Conservo mis cintas VHS y he reunido más de quinientos DVD y unos trescientos Blu-ray. Aunque algún día desaparezcan los reproductores que aún me permiten disfrutar de mi colección de películas, siempre me quedará el consuelo de contemplar las carátulas. No creo que el DVD o el Blu-ray compartan la suerte del vinilo, que ha resurgido para convertirse en un homenaje a la nostalgia y una melancólica forma de coleccionismo. No habrá más alternativa que la resignación. Sin embargo, la frustración que produce la decadencia de los distintos formatos de vídeo no puede compararse con el sentimiento de duelo causado por el cierre de los cines de barrio. No recuerdo el nombre de todas las salas de mi antiguo barrio. Citaré sólo algunos cines: el Argüelles, el Princesa, el Urquijo, el Conde Duque, el Torre de Madrid. Casi todos ofrecían magníficos programas dobles desde mediados de los años sesenta. Pasé muchas horas en su penumbra, viendo una y otra vez clásicos del western, la comedia, el film noir o el cine bélico. No he olvidado la tarde en que encadené Murieron con las botas puestas con Río Bravo. No me gustaba ir al cine acompañado, pues consideraba que la soledad mejoraba mi concentración, convirtiendo cada película en una experiencia irrepetible. Aborrecía a los que hablaban o comían palomitas. No sólo porque molestaban o distraían, sino porque –sin advertirlo? diluían las emociones, perturbando el despliegue de magníficas y épicas ficciones.

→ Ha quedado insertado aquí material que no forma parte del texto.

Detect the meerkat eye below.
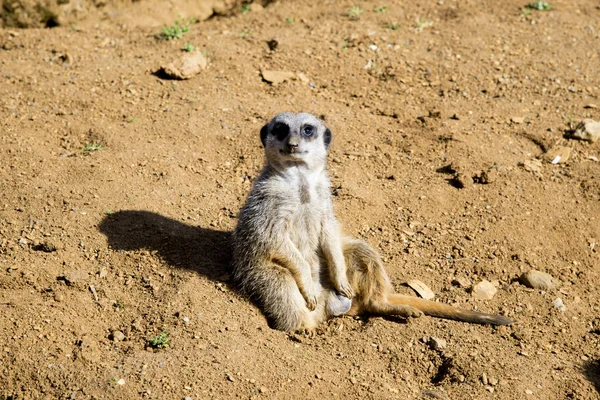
[302,125,315,137]
[271,123,290,141]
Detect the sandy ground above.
[0,0,600,400]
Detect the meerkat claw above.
[337,282,354,299]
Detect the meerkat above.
[232,113,512,332]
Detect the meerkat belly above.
[288,205,321,256]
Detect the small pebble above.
[111,331,125,342]
[471,279,498,300]
[452,278,471,289]
[520,269,554,290]
[552,297,567,312]
[429,336,446,350]
[570,118,600,143]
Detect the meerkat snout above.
[260,113,331,166]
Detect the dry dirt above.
[0,0,600,400]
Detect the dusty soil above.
[0,0,600,399]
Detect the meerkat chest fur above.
[280,167,331,257]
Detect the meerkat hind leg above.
[343,238,423,318]
[327,292,352,317]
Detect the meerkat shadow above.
[581,359,600,393]
[98,210,231,281]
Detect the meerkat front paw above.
[335,281,354,299]
[304,294,317,311]
[398,305,423,318]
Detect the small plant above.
[183,43,196,53]
[148,331,169,349]
[521,7,531,17]
[81,142,104,156]
[525,1,552,11]
[159,19,192,40]
[416,18,433,32]
[348,6,363,19]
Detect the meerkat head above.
[260,113,331,168]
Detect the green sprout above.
[183,43,196,53]
[81,142,104,156]
[525,1,552,11]
[348,6,363,19]
[148,331,169,349]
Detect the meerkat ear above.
[260,124,269,147]
[323,128,331,149]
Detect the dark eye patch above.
[302,125,317,138]
[271,122,290,141]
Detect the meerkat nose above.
[286,140,298,152]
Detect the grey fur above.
[233,113,511,331]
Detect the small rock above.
[521,269,554,290]
[568,118,600,143]
[260,70,296,85]
[544,146,573,164]
[296,72,310,83]
[266,39,279,51]
[56,270,88,286]
[454,171,473,189]
[452,278,471,289]
[161,50,208,80]
[471,280,498,300]
[33,242,58,253]
[481,372,488,386]
[406,279,435,300]
[429,336,446,350]
[473,168,498,185]
[523,158,542,174]
[110,331,125,342]
[552,297,567,312]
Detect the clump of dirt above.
[0,0,244,28]
[0,0,600,400]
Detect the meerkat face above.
[260,113,331,164]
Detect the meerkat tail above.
[388,293,513,325]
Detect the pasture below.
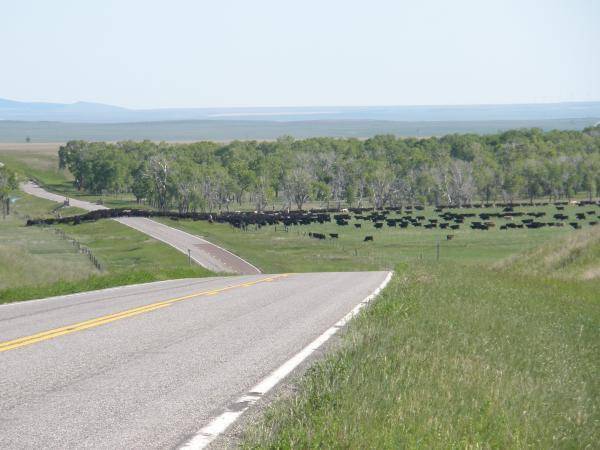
[240,227,600,449]
[0,186,211,303]
[158,205,600,273]
[0,193,96,292]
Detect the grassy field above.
[242,229,600,449]
[0,193,96,291]
[0,143,148,208]
[156,202,600,273]
[0,193,211,303]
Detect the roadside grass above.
[156,200,600,273]
[495,227,600,280]
[242,261,600,449]
[0,144,145,209]
[0,192,96,292]
[0,192,212,303]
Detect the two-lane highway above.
[21,182,261,275]
[0,272,389,449]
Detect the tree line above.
[59,125,600,212]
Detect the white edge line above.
[179,272,394,450]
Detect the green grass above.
[159,202,598,273]
[243,261,600,449]
[0,192,211,303]
[0,192,96,297]
[0,145,145,209]
[496,227,600,280]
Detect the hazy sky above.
[0,0,600,108]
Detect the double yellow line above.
[0,274,288,353]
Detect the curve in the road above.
[21,181,261,275]
[0,272,390,448]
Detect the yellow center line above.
[0,274,288,353]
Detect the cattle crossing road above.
[0,272,390,449]
[21,182,260,275]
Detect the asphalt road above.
[0,272,388,449]
[21,182,260,275]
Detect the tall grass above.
[243,262,600,449]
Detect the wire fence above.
[51,227,104,272]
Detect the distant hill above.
[0,119,599,142]
[0,98,600,123]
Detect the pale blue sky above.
[0,0,600,108]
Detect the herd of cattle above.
[27,201,600,241]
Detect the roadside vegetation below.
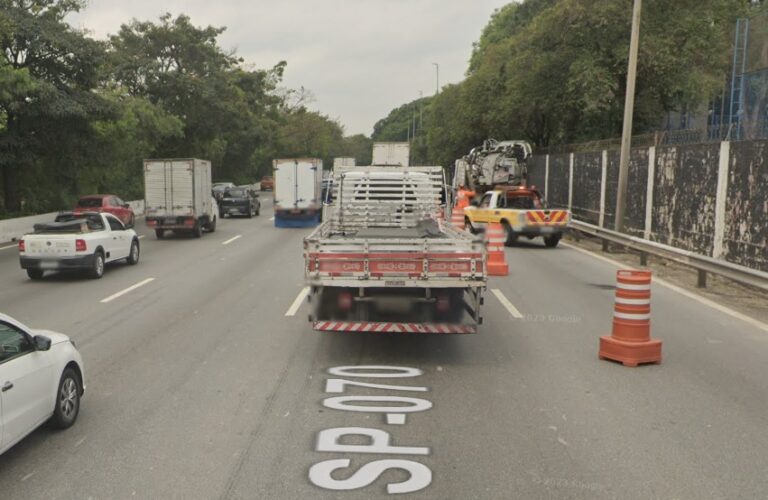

Dirigida por Raoul Walsh y estrenada en 1941, Murieron con las botas puestas narraba las peripecias de George Armstrong Custer, abordando los aspectos más amables del personaje, como sus ideas románticas sobre la milicia, su pasión por las cebolletas y su carácter alegre y optimista. La película no ocultaba su talante pendenciero e indisciplinado, ni su pasión por los uniformes de fantasía, con toda clase de adornos y extravagancias. También mostraba su paradójica integridad. A pesar de su enorme ambición, arriesgó su carrera para denunciar los abusos que sufrían los indios por parte del gobierno. Eso no le impidió perpetrar una matanza en el río Washita, atacando en noviembre de 1868 a un poblado cheyenne que agitó inútilmente la bandera blanca cuando advirtió la presencia del Séptimo de Caballería. Valiente hasta la temeridad, Custer era un oficial despiadado, que imponía la disciplina a latigazos y fusilaba sin juicio a desertores y guerrilleros confederados. Raoul Walsh prefirió ignorar esas cuestiones, convirtiendo a Custer en el perfecto héroe estadounidense. Con un enorme encanto personal, el joven teniente Custer lograba la simpatía del veterano general Winfield Scott, soberbiamente interpretado por Sydney Greenstreet, ofreciéndole su bandeja de cebolletas en un restaurante de Washington. Era la última ración disponible y el general agradecía el gesto, asignándole un destino en el frente. Su buena estrella le ayudaría a desempeñar un papel crucial en un momento crítico para la Unión, obteniendo fama y ascensos. En una película de acción, las escenas más inolvidables no transcurrían en el campo de batalla, sino en escenarios domésticos. Su accidentado romance y boda con Elizabeth Bacon, «Libbie» (Olivia de Havilland) desembocaban en uno de las secuencias más emotivas del cine, cuando ambos se despedían en vísperas de la batalla de Little Bighorn. Las palabras de despedida de Custer resultaban particularmente conmovedoras: «Adiós. Pasear a su lado por la vida fue muy agradable, señora».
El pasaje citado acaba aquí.